This is due to an (or a potential [1]) inconsistency in the concept of scaling in sklearn.linear_model.base.center_data: If normalize=True, then it will divide by the norm of each column of the design matrix, not by the standard deviation . For what it's worth, the keyword normalize=True will be deprecated from sklearn version 0.17.

Solution: Do not use standardize=True. Instead, build a sklearn.pipeline.Pipeline and prepend a sklearn.preprocessing.StandardScaler to your Lasso object. That way you don't even need to perform your initial scaling.

Note that the data loss term in the sklearn implementation of Lasso is scaled by n_samples. Thus the minimal penalty yielding a zero solution is alpha_max = np.abs(X.T.dot(y)).max() / n_samples (for normalize=False).

[1] I say potential inconsistency, because normalize is associated to the word norm and thus at least linguistically consistent :)

[Stop reading here if you don't want the details]

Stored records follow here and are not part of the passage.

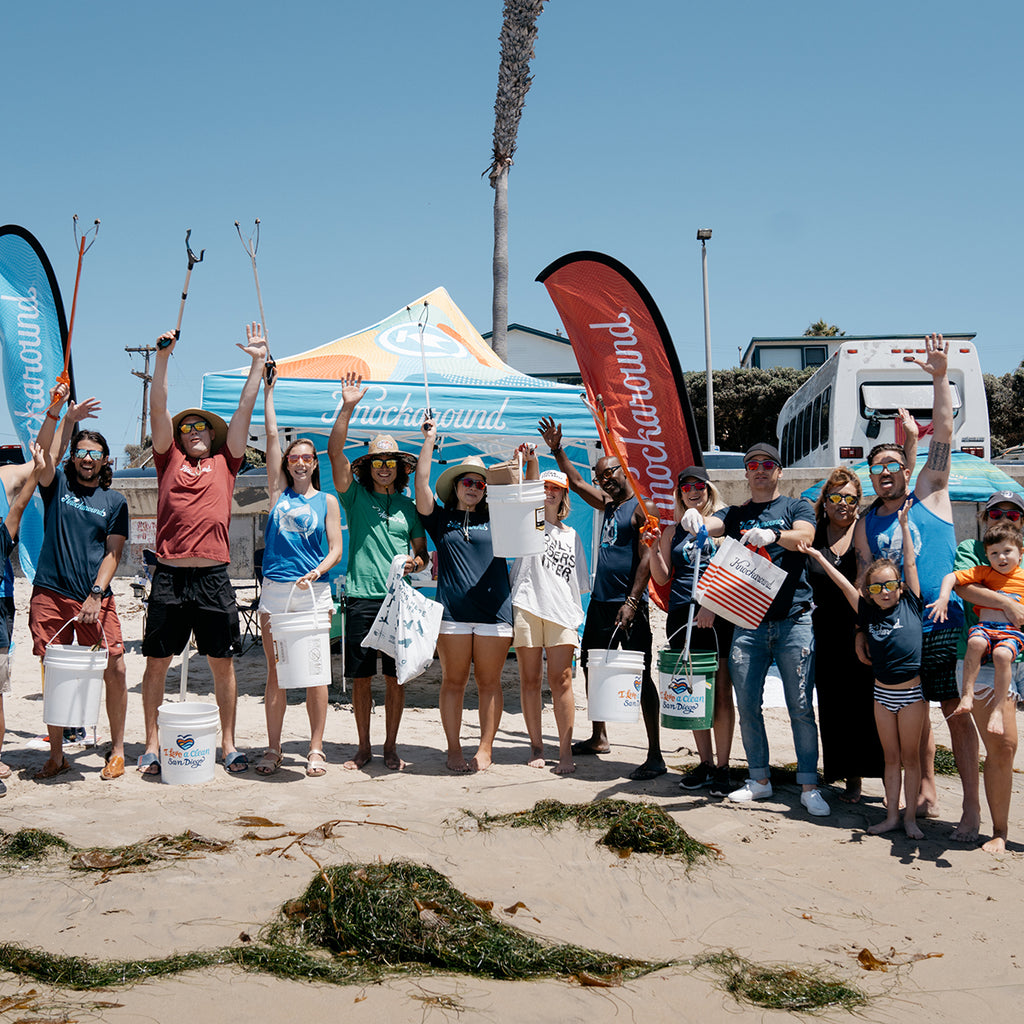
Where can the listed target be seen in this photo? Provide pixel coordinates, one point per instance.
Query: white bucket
(73, 683)
(187, 741)
(302, 644)
(613, 681)
(516, 518)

Here is some copy and pasteable code reproducing the problem

import numpy as np
rng = np.random.RandomState(42)

n_samples, n_features, n_active_vars = 20, 10, 5
X = rng.randn(n_samples, n_features)
X = ((X - X.mean(0)) / X.std(0))

beta = rng.randn(n_features)
beta[rng.permutation(n_features)[:n_active_vars]] = 0.

y = X.dot(beta)

print X.std(0)
print X.mean(0)

from sklearn.linear_model import Lasso

lasso1 = Lasso(alpha=.1)
print lasso1.fit(X, y).coef_

lasso2 = Lasso(alpha=.1, normalize=True)
print lasso2.fit(X, y).coef_

In order to understand what is going on, now observe that

lasso1.fit(X / np.sqrt(n_samples), y).coef_ / np.sqrt(n_samples)

is equal to

lasso2.fit(X, y).coef_

Hence, scaling the design matrix and appropriately rescaling the coefficients by np.sqrt(n_samples) converts one model to the other. This can also be achieved by acting on the penalty: A lasso estimator with normalize=True with its penalty scaled down by np.sqrt(n_samples) acts like a lasso estimator with normalize=False (on your type of data, i.e. already standardized to std=1).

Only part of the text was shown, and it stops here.